Ma, nel suo genere, grave. Anzi gravissimo.
Insomma è successo che ho saputo che un valente produttore maremmano di pecorino, da me già positivamente recensito (qui) un annetto e mezzo fa, si era messo a fare lo yogurt di pecora e che il risultato pareva interessante.
Potevo astenermi dal visitarlo, visto che mi trovavo nei paraggi, ovvero ad Alberese, dentro il Parco della Maremma?
No, non potevo. E già che c’ero, a dimostrazione che le gelosie professionali sono spesso ridicole fisime, mi sono portato dietro a testimone qualche amico e collega, come in un’allegra scampagnata.
Ebbene: dopo averci invogliato coi suoi sempre eccellenti caci, Daniele Francioli, patron dell’Agrobiologica Le Tofane ha tirato fuori dal frigorifero il pezzo forte, ovvero lo yogurth di pecora (Sarda e Lacaune, per la precisione). In versione a suo dire sperimentale, visto che in commercio non c’è ancora anche se presso il caseificio lo si può già comprare.
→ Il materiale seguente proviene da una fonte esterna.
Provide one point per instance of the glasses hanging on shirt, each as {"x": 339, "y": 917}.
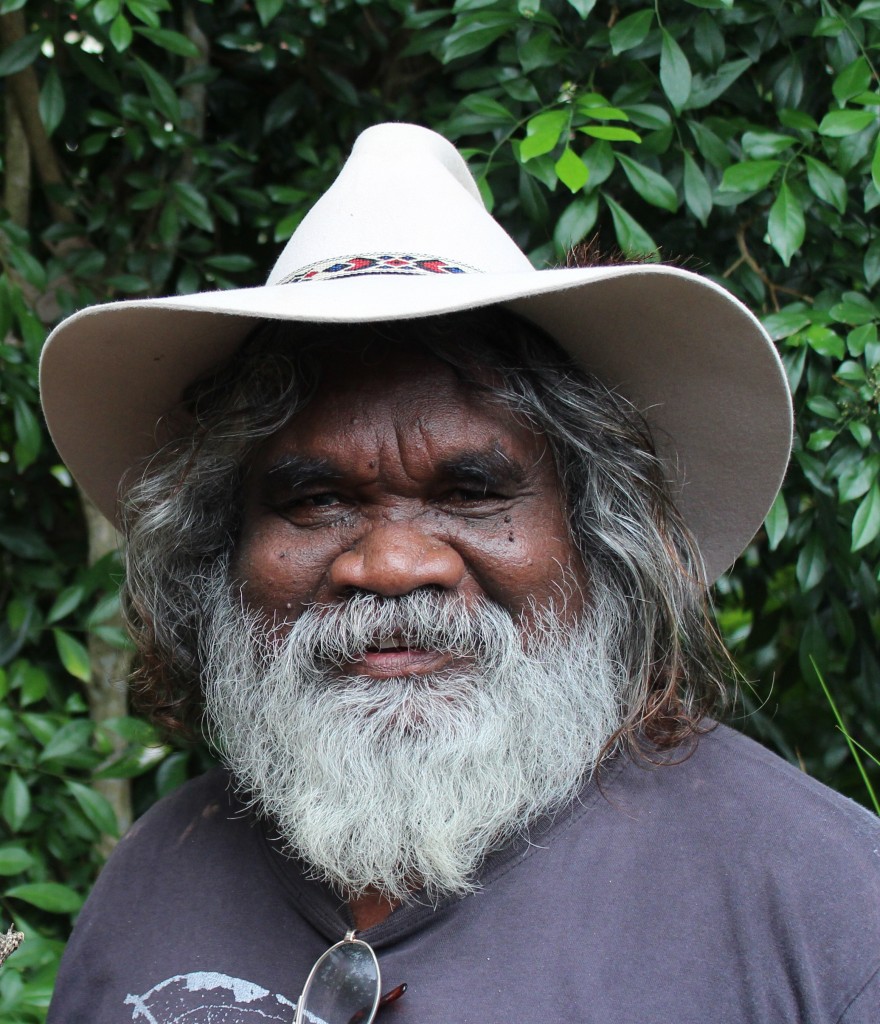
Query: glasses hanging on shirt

Ora, avendo io una certa frequentazione di pastori, allevamenti e formaggi, dubitavo un po’ delle assicurazioni dell’amico autore della soffiata sul fatto che il prodotto, a suo dire buonissimo, non avesse sentore alcuno, nè al naso e nè al palato, dell’origine ovina.
Ebbene, con condiviso stupore abbiamo dovuto prendere atto non solo che di detti sentori non c’è minimamente traccia, ma che lo yogurt è di una bontà pazzesca: delicatissimo, fragrante, di una cremosità assoluta e morbida, più soda del previsto ma di suadente scioglievolezza. Sapore in equilibrio perfetto tra gusto e carezza, che risalta in tutte le tre versioni assaggiate: naturale, alle more e alle albicocche (di produzione biologica propria, ovviamente).
La mia preferita è la prima, ma i giudizi qualitativi sono stati equamente divisi tra i presenti. I quali, alla faccia degli assaggi, hanno spazzolato tutti i vasetti messi in tavola, con raschiamento del fondo col cucchiaino.
Il peccato di gola, però, non è stato questo.
E’ stato che ne avevo comprato per casa quindici confezioni: sono passate nemmeno diciotto ore e, nonostante la notte nel mezzo, non ne è sopravvissuta neppure una.
Gli yogurtisti compulsivi sono avvisati.